Justin Schwartz jschwart at freenet.columbus.oh.us
Mon Feb 12 15:20:08 MST 1996

I have refrained from participating in the discussion with Stalin's
defenders, and I still decline to debate with flat-earthers. But since
Chris brought up my endorsement of Getty's work, which suggests lower
"excess mortality" than normally attributed to Stalin and his policies, I
feel obliged to reiterate that I do not think this this research
execulpates Stalin. It just shows that he was a less terrific
mass-murderer than we had thought. But a mass-murderer he remains, as well
as a brutal tyrant and savage dictator, someone who set back our cause far
more than many of his capitalist opponents. --Justin Schwartz

On 12 Feb 1996, Chris, London wrote:

> I was glad that earlier Justin and Matt D endorsed my recommendation of
> this book edited by Getty and Manning, CUP 1993 pb.
> I had quoted in a previous post their summary of what they call the
> "totalitarian" paradigm of the history of the Soviet system under Stalin.

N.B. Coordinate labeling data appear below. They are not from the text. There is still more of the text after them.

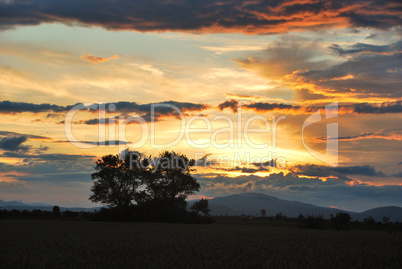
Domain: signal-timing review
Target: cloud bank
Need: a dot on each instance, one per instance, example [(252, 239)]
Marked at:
[(248, 17)]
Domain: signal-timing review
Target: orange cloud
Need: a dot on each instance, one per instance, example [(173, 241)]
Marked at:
[(97, 60)]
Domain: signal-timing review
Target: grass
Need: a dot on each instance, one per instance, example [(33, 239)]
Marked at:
[(69, 244)]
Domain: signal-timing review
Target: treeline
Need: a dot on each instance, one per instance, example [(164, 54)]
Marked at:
[(343, 221), (340, 221), (135, 187), (45, 215)]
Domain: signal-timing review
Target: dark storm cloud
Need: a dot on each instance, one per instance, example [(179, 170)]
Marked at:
[(386, 107), (37, 137), (232, 104), (13, 143), (8, 107), (325, 171), (260, 106), (365, 75), (262, 16), (160, 110), (334, 191), (271, 163), (368, 48), (389, 135), (50, 167)]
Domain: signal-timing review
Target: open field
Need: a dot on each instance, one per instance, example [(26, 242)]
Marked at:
[(40, 244)]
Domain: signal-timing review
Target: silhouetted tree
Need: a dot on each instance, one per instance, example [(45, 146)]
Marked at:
[(170, 182), (201, 206), (116, 181), (341, 221), (56, 211)]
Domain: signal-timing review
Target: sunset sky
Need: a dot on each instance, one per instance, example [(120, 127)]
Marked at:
[(223, 64)]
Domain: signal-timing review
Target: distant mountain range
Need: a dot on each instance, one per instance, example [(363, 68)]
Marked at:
[(249, 204)]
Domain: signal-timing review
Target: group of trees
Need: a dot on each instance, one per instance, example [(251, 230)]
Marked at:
[(137, 187)]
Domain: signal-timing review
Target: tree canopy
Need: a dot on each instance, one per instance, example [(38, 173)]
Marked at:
[(158, 185)]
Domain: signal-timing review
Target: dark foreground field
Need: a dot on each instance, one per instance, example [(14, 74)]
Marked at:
[(49, 244)]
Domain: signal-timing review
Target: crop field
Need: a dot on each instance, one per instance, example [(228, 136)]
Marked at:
[(75, 244)]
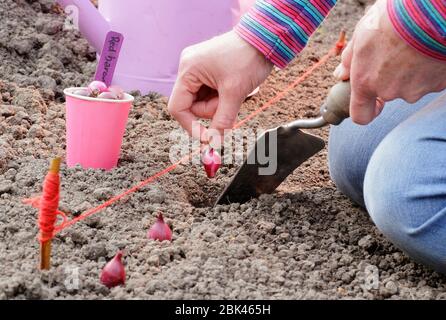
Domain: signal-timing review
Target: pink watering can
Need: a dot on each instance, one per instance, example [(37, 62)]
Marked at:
[(155, 32)]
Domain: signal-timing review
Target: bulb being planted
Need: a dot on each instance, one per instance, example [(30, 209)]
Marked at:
[(113, 273), (160, 230), (211, 161)]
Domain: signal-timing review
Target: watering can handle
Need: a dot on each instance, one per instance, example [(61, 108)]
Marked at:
[(336, 106)]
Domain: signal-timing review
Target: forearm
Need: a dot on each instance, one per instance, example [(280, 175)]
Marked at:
[(280, 29), (422, 24)]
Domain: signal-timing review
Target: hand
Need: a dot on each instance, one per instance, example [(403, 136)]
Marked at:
[(382, 67), (214, 79)]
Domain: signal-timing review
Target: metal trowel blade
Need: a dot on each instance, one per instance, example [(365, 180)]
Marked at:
[(285, 147)]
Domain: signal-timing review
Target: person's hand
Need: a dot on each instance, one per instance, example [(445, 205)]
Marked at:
[(382, 67), (214, 79)]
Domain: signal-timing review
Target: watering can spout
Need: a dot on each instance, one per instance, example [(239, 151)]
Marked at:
[(89, 21)]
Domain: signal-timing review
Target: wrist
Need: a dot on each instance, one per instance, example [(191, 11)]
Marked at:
[(417, 23)]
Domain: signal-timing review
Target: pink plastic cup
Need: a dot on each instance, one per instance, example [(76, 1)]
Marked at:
[(95, 128)]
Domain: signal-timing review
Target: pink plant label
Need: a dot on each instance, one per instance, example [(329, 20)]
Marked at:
[(109, 57)]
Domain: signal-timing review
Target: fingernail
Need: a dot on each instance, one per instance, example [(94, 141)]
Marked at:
[(337, 72)]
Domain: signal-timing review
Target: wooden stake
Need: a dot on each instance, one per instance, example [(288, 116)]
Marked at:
[(45, 247)]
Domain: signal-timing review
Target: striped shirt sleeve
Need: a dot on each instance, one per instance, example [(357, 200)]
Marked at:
[(422, 23), (280, 29)]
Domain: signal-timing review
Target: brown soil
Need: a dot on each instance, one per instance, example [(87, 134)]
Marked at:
[(305, 241)]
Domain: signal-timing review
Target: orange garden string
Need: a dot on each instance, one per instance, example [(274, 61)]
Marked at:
[(47, 218)]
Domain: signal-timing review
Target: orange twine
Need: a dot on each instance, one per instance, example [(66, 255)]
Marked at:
[(48, 215)]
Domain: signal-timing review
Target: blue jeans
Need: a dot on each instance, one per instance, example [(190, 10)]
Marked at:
[(395, 167)]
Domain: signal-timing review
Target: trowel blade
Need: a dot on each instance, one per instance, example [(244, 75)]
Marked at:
[(255, 177)]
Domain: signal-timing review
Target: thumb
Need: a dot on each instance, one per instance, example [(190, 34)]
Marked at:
[(342, 71), (362, 106), (224, 118)]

> This is what they are criticising on the basis of new material and
> scholarly re-examination of old material.
> Broadly their findings are of somewhat fewer though substantial deaths and a
> process that was not just due to the decision making of one man, though
> Stalin's contribution is clear enough at times.

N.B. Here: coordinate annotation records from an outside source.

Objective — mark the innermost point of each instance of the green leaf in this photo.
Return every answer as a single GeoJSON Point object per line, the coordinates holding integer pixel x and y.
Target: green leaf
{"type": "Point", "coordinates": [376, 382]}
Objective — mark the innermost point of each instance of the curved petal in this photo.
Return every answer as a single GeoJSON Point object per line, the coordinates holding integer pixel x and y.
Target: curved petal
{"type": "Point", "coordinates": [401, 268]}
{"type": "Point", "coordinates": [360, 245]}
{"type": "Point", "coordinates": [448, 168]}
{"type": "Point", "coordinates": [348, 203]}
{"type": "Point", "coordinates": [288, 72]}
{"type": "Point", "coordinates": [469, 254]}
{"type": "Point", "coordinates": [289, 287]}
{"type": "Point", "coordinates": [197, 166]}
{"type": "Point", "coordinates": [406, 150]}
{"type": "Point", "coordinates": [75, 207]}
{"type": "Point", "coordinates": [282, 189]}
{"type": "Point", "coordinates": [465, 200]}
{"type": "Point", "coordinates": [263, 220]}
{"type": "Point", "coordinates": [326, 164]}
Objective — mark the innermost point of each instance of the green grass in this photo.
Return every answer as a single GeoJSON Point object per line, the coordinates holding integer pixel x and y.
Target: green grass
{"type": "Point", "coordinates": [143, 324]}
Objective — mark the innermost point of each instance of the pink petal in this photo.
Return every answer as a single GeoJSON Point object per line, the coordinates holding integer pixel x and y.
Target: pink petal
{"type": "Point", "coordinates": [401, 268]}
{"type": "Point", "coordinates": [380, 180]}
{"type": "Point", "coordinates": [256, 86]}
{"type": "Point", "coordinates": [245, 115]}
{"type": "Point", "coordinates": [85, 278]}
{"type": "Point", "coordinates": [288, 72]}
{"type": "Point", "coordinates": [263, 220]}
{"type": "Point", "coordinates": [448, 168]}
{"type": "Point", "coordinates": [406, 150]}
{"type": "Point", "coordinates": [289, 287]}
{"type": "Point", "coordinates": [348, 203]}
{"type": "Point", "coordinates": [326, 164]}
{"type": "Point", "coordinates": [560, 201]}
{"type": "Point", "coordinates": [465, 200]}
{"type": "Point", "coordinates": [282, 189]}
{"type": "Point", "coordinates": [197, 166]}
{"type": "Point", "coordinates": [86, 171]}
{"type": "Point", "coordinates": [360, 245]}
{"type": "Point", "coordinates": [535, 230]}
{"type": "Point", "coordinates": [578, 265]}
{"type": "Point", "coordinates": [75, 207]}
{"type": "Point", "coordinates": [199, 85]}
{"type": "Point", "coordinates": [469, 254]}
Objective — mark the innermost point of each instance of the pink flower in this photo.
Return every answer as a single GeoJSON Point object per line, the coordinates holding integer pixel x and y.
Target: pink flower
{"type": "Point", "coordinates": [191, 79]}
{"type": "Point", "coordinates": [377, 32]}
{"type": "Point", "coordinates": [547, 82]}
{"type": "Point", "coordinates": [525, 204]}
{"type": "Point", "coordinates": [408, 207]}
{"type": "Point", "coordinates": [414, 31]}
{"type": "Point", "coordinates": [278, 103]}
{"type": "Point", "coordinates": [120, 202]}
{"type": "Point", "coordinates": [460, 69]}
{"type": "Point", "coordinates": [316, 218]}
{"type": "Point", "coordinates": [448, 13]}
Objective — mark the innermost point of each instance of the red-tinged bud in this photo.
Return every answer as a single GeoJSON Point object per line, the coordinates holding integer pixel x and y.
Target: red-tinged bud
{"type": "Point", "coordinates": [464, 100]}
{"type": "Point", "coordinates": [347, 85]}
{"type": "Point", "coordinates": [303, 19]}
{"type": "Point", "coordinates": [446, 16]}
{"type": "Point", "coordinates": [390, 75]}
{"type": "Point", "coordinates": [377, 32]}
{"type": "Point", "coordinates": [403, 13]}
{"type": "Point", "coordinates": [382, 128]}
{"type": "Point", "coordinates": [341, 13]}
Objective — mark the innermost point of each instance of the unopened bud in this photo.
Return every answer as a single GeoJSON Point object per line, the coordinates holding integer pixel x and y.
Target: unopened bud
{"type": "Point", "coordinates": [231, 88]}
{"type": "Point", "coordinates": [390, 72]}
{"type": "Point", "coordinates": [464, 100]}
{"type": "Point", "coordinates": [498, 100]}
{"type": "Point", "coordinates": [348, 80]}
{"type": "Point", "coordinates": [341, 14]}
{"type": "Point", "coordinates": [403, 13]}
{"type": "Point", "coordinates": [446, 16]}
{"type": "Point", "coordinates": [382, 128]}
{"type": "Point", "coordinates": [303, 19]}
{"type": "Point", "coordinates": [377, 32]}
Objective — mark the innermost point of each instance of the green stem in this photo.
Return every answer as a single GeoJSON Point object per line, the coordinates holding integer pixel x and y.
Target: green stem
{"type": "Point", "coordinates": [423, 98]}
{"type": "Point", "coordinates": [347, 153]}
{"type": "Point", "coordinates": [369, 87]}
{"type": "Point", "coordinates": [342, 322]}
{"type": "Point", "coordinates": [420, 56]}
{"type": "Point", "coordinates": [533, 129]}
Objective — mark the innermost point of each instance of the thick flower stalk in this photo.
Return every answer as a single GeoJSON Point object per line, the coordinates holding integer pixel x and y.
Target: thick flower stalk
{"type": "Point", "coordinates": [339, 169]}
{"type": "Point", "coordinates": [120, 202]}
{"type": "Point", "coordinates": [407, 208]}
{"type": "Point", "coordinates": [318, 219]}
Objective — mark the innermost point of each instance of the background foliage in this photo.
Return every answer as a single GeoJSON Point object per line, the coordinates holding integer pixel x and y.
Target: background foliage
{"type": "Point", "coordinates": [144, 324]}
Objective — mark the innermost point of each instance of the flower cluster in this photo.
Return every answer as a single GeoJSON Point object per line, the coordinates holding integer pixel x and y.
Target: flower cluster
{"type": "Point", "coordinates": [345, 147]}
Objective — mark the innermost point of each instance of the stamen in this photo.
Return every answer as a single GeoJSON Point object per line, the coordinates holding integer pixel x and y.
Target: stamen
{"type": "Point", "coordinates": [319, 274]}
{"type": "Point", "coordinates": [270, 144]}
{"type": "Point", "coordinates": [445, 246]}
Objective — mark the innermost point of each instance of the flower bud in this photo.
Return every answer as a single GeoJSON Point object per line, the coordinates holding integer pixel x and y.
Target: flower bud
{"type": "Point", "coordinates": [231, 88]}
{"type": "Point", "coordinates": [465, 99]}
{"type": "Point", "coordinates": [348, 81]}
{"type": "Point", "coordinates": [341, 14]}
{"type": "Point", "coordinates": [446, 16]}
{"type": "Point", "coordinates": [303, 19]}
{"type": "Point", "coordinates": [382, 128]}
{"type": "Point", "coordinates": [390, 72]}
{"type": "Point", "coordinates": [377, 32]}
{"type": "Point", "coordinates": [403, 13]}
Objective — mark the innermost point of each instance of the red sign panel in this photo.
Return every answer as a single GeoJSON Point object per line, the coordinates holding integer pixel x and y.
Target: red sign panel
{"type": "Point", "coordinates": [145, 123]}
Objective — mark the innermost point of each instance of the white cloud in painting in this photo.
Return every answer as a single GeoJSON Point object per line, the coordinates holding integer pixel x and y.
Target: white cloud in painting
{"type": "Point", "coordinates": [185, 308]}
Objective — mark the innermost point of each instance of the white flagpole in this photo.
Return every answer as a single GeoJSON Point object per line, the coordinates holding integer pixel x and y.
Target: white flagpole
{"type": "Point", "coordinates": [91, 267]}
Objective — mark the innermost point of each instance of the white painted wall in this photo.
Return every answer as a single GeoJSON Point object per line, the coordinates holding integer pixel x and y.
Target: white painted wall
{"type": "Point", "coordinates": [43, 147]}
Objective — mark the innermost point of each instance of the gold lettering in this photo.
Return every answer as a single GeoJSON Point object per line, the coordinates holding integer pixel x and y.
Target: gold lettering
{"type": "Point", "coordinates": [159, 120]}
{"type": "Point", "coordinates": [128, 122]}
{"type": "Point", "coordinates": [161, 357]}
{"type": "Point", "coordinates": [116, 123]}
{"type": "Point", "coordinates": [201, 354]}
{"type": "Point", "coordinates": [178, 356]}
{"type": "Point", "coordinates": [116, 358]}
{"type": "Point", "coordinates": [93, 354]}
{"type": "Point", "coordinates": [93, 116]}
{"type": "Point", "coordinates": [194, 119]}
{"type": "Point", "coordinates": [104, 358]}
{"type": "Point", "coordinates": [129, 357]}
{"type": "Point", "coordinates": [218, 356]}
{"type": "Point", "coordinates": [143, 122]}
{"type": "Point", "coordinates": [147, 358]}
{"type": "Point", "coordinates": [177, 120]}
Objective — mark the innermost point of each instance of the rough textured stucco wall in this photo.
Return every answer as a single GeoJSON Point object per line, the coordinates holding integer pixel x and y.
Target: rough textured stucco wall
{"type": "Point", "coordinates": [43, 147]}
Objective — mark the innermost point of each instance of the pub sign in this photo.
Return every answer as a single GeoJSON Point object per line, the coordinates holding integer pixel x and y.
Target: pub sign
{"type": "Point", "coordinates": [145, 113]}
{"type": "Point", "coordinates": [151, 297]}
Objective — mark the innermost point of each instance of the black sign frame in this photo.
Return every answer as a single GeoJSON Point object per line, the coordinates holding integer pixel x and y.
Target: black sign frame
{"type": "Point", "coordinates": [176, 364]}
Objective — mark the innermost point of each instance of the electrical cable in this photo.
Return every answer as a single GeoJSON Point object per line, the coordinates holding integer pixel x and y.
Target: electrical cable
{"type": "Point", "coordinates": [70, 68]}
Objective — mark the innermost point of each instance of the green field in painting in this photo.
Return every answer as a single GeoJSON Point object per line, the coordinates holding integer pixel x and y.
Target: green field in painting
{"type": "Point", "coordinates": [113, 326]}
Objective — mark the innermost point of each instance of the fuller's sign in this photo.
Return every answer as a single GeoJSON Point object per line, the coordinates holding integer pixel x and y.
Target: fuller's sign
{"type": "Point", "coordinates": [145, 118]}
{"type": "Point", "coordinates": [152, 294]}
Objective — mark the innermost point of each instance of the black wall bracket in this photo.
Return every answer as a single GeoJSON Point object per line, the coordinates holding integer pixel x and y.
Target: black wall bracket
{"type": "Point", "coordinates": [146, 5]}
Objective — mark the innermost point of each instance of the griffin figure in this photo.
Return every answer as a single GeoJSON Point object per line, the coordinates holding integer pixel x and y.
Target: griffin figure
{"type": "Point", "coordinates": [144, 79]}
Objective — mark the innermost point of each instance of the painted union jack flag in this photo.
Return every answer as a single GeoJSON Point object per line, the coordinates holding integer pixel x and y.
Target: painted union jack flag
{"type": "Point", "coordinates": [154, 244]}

> Here I will quote the conclusion of the final article. If time permits I
> will send conclusions from other sections.
> Chris,
> London.
> "More light on the scale of repression and excess mortality in the
> ------------------------------------------------------------------
> Soviet Union in the 1930's" by Stephen G. Wheatcroft
> -----------------------------------------------------
> "The new material on labour camps and other repressed groups has tended
> to confirm my arguments that the level of population in the Gulag system
> in the late 1930's was below 4 to 5 million. Zemskov's figures indicate
> that the Gulag population (excluding colonies) reached an early peak of
> 1.5 million in January 1941, and this can be reconciled with Nekrasov's
> figures of 2.3 million at the beginning of the war, if we include
> prisoners in labour colonies and jail.
> There were also at this time a large number of *spetsposelentsy*
> [settlements]. By 1939, according to both Ivnitsky ans Zemskov, there
> were only 0.9 million of the original 5 or so million former kulaks in
> their place of exile.
> Even if we allow another 1.5 million for Baltic and other mass groups in
> *spetsposelentsy*, there would still be in the order of about 4 million.

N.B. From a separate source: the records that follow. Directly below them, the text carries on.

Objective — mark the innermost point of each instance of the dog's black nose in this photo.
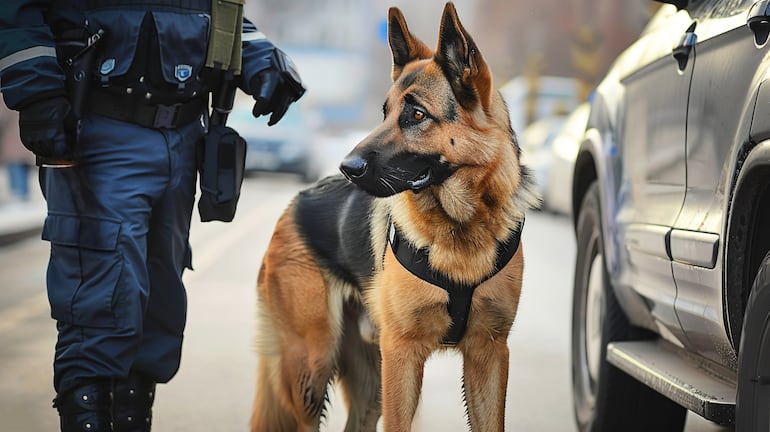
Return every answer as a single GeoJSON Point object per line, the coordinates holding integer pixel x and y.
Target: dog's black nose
{"type": "Point", "coordinates": [353, 167]}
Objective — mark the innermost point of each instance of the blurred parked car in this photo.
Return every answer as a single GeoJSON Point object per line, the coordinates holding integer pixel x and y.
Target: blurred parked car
{"type": "Point", "coordinates": [536, 152]}
{"type": "Point", "coordinates": [671, 205]}
{"type": "Point", "coordinates": [283, 147]}
{"type": "Point", "coordinates": [557, 196]}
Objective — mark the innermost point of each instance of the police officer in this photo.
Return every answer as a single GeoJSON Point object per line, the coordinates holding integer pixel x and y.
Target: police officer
{"type": "Point", "coordinates": [119, 176]}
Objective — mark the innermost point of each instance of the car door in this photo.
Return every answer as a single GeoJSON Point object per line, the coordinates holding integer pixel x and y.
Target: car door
{"type": "Point", "coordinates": [652, 150]}
{"type": "Point", "coordinates": [724, 82]}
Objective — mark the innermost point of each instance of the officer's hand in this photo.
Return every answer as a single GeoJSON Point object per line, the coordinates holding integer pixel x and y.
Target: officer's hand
{"type": "Point", "coordinates": [47, 128]}
{"type": "Point", "coordinates": [276, 88]}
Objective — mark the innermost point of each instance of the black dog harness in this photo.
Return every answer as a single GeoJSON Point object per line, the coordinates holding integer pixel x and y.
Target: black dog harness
{"type": "Point", "coordinates": [460, 294]}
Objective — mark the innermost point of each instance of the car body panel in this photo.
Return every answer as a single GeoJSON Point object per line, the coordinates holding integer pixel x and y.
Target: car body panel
{"type": "Point", "coordinates": [666, 145]}
{"type": "Point", "coordinates": [716, 127]}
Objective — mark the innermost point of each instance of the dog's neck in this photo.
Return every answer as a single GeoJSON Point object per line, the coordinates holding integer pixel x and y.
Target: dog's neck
{"type": "Point", "coordinates": [462, 221]}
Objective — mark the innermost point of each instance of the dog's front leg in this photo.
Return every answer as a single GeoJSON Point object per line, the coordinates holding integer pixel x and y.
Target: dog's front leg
{"type": "Point", "coordinates": [485, 379]}
{"type": "Point", "coordinates": [403, 362]}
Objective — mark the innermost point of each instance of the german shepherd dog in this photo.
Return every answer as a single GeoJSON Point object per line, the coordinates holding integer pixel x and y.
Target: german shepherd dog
{"type": "Point", "coordinates": [350, 286]}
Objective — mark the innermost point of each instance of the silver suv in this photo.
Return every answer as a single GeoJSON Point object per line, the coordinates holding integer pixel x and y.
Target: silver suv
{"type": "Point", "coordinates": [671, 206]}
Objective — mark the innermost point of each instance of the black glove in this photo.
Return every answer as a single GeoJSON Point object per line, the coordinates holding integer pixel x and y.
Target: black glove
{"type": "Point", "coordinates": [276, 88]}
{"type": "Point", "coordinates": [47, 128]}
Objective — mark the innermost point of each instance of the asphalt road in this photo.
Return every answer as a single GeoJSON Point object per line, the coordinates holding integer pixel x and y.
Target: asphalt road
{"type": "Point", "coordinates": [214, 388]}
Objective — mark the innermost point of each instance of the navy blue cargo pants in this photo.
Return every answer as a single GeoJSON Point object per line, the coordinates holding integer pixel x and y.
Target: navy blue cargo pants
{"type": "Point", "coordinates": [118, 223]}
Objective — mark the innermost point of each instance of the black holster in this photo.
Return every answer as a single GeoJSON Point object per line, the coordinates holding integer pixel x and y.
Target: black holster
{"type": "Point", "coordinates": [222, 159]}
{"type": "Point", "coordinates": [221, 171]}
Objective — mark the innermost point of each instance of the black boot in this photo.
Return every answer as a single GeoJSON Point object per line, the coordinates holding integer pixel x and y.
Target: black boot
{"type": "Point", "coordinates": [132, 403]}
{"type": "Point", "coordinates": [85, 408]}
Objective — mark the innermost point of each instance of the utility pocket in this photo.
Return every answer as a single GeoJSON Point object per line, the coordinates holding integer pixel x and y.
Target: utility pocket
{"type": "Point", "coordinates": [84, 269]}
{"type": "Point", "coordinates": [118, 47]}
{"type": "Point", "coordinates": [182, 39]}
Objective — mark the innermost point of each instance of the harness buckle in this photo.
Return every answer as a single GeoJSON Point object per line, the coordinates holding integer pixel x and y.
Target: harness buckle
{"type": "Point", "coordinates": [165, 116]}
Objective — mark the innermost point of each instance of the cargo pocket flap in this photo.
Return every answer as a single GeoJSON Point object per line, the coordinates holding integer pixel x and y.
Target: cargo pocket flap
{"type": "Point", "coordinates": [85, 232]}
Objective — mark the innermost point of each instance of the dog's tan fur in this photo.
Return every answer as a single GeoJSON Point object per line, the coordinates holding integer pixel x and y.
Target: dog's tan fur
{"type": "Point", "coordinates": [306, 342]}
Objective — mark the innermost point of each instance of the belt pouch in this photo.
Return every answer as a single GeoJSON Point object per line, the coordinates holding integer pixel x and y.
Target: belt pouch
{"type": "Point", "coordinates": [221, 174]}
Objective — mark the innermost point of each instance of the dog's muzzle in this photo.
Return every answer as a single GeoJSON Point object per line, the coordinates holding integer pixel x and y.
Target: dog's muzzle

> Although this represents to my mind a sufficiently large and disgraceful
> scale of inhumanity, these are very much smaller figures than have been
> proposed by Conquest and Rosefelde in the West and by
> Roy Medvedev and Antonov-Ovseenko in the USSR.
> Concerning the scale of the famine in 1932/3, we now have much better
> information on its chronology and regional coverage amongst the civilian
> registered population. The level of excess mortality registered by the
> civilian population was in the order of 3 to 4 million. If we correct
> this for the non-civilian and non-registered population, the scale of
> excess mortality might well reach 4 to 5 million, which is somewhat
> larger than I had earlier supposed, but which is still much lower
> than the figures claimed by Conquest and Rosefelde and by Roy Medvedev.
> Much more serious work is needed before we approach a definitive answer to
> the problem of the scale of repression and excess mortality, but I hope
> that we will finally be done with some of the unrealistic figures
> that so often haunted this subject."